And this is exactly what Hyundai has in mind with its forthcoming Supernal.
Hyundai's aviation plans could fuel a new, clean mode of city transit
"We're here to stay, and we want to be a prominent player in the aviation market," said Yesh Premkumar, Hyundai's senior manager for the Supernal project, during the H2 Aero workshop in Long Beach last week, according to the report. "I don't think when you talk about aviation, the first name that comes to mind is Hyundai."
"So one of the primary focuses for us to be here today is to allow you all to understand that we are looking to partner in all the areas that we are good at," added Premkumar. "There are lots of things about aviation that we need to learn and understand, and a lot of folks in this room have that understanding. There are capabilities that we bring that we'd like to lend to the knowledge that exists here."
"So we want to foster that in bilateral partnerships as much as possible — all of it, from the aircraft, to the ecosystem, to the infrastructure, to operation, all the way down to city planning," added Premkumar, during his presentation. New detail about Supernal are already available, and it paints the inner-city eVTOL as a battery-supported air taxi that can move people from one to the other side of a city without contributing any negative gases or materials to the surrounding environment.
Hyundai's eSTOL vehicle could travel more than 620 miles
"The eVTOLs are not designed for ranges greater than about 75 miles," explained Premkumar. "That's quite a long distance, there are no cities today that have a boundary level of 75 miles. We looked at multiple ways of solving the problem, and batteries popped out as the best solution for the short range."

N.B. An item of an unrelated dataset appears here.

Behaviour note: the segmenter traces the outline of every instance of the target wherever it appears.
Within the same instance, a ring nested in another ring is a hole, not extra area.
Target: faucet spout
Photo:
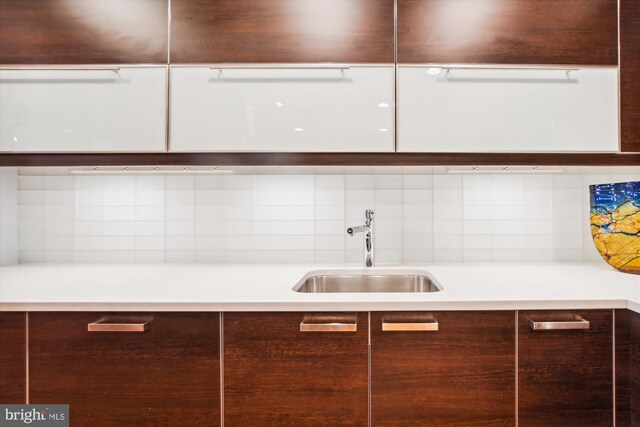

Intra- (or inter-)city journeys will also be possible with Hyundai's future suite of hydrogen-based aviation vehicles, since it's building an electric short takeoff and landing (eSTOL) vehicle that could travel from 120 to 620 miles (or even farther). With multiple flight architectures designed to fit evolving transportation needs of growing urban centers, Hyundai is doing everything it can to lift itself into an indispensable position, in the coming decade.